You decide who sees what
Granular role-based access control built for how home care agencies actually work. Assign a role and the right permissions apply instantly — then fine-tune any of them. Schedulers run scheduling without seeing billing. Billers run claims without touching care plans. Caregivers see their own clients and nothing else. The owner keeps the money private and keeps the whole thing auditable.
What it is: granular role-based access control (RBAC) — a permission system that decides exactly what each person on your team can see and do.
What's included: smart role defaults out of the box, agency-level fine-tuning of any role, least-privilege "keep the money private" controls, a full audit trail, and pairing with white-label branding. On every plan.

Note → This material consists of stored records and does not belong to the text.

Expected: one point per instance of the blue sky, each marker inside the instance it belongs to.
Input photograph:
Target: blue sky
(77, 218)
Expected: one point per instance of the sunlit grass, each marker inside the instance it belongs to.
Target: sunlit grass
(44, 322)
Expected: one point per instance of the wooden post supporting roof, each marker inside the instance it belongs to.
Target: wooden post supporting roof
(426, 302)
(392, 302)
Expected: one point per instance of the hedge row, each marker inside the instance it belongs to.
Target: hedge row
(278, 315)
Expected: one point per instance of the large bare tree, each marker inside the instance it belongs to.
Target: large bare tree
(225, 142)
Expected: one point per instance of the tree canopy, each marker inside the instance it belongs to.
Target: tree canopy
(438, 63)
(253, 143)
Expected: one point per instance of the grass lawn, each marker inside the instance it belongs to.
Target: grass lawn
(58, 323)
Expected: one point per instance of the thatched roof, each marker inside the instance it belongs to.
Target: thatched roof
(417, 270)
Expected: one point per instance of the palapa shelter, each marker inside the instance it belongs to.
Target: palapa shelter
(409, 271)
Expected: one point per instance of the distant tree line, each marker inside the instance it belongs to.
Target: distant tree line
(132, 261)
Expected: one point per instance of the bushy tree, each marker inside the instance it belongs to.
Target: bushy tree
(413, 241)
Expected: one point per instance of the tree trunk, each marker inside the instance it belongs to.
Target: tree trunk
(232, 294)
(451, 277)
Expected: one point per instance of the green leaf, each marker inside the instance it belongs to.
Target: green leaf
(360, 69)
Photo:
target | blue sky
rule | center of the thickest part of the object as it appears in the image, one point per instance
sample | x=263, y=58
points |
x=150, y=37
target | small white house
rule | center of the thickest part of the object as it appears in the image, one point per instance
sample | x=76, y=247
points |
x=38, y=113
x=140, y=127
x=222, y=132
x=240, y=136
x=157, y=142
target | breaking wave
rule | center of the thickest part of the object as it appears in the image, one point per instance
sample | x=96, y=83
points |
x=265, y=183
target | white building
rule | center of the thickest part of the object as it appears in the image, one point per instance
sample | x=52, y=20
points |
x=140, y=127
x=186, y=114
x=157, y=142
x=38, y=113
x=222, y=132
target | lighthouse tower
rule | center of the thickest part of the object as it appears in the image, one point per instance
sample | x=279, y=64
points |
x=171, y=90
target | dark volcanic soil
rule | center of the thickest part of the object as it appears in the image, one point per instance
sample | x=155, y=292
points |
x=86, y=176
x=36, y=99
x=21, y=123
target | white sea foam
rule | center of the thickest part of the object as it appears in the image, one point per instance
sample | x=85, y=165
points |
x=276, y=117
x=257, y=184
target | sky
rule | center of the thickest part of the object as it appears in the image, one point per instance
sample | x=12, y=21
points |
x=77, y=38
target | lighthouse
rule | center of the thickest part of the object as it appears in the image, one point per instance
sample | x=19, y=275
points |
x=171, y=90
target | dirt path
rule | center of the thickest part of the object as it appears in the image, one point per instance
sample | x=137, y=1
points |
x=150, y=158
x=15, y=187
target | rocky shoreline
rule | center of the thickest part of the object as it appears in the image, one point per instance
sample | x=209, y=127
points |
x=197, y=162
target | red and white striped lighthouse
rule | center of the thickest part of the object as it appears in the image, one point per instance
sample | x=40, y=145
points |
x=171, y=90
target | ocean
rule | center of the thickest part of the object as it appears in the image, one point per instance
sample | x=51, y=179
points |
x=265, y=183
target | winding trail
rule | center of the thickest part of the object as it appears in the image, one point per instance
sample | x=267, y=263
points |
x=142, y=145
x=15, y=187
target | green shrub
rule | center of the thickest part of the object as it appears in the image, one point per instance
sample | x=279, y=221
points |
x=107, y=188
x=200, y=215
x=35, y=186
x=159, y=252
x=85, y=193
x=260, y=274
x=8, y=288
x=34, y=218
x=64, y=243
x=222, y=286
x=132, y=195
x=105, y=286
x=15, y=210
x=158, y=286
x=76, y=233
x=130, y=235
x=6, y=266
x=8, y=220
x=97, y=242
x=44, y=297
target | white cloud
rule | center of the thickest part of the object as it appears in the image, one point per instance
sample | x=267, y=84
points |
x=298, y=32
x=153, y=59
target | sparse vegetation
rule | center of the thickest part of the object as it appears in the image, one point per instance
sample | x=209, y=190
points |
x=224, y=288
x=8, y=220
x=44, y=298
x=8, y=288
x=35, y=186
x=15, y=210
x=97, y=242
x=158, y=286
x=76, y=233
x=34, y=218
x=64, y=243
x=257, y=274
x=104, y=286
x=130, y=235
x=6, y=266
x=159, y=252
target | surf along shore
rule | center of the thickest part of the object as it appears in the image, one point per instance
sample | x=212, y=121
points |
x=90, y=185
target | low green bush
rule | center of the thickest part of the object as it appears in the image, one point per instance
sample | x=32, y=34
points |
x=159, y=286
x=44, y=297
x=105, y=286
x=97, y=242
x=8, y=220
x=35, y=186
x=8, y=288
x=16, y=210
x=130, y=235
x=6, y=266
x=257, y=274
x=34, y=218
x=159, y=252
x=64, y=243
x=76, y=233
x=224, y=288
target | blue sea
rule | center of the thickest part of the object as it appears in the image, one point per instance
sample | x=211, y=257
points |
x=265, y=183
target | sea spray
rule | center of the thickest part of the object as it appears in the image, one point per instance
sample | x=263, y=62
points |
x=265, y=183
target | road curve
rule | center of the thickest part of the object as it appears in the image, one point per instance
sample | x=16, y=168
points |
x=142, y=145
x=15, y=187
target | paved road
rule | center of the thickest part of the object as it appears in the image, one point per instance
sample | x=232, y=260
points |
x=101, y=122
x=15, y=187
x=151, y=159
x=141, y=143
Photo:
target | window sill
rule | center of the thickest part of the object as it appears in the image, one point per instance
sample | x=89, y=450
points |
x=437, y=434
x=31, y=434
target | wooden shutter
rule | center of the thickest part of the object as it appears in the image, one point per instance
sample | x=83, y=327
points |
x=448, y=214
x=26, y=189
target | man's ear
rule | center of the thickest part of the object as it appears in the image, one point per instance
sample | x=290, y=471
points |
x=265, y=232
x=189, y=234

Why it matters: staff should run scheduling and care without seeing billing, payroll, or revenue. Least privilege is the right default for HIPAA, for trust, and for protecting your numbers.
The role lineup
BridgeCare OS ships with roles grouped the way a home care agency is actually organized. Assign one and the permissions follow.
Care Delivery
Caregiver / Aide
Their own assigned clients, their own schedule, and the care plan and documentation for the visits they perform. No billing, no payroll, no other caregivers' clients.
Nurse (RN / LPN)
Clinical access to care plans, assessments, and visit documentation for the clients they oversee — plus supervisory visibility into the aides they direct.
Therapist
Care plans, goals, and visit notes for their therapy caseload. Clinical scope, scoped to their own clients.
Operations
Scheduler / Coordinator
Full scheduling, caregiver matching, and visit operations across the agency — with no view into billing, payroll, or revenue by default.
Care Manager / Supervisor
Operations plus full clinical and care-plan oversight for their team, and visibility into HR & compliance status for the staff they manage.
Agency Administrator
Broad operational, clinical, HR, compliance, and finance access to run the agency day to day — without the owner-only ability to rewrite the role matrix itself.
Finance & Admin
Biller / Coder
Full finance and claims access — invoices, Medicaid EDI, reconciliation — plus the compliance signals that gate a clean claim. No care-plan editing.
HR / Recruiter
Full HR & compliance access — applicant tracking, credentials, background checks, onboarding. No finance, no clinical care plans.
Compliance / QA
Full HR & compliance plus read access to clinical documentation for audit and quality review. No finance, no role-matrix control.
Owner & Portal
Owner / System Admin
Everything. Full access across operations, clinical, HR & compliance, finance, and admin — and the only role that can edit the role matrix and see all revenue.
Family / Client
The family portal only — their loved one's care plan, visit timeline, messages, and invoices. No access to agency operations of any kind.
The access matrix
A quick read on what each role can reach across the five capability groups. Every agency can change any of these — this is the smart default.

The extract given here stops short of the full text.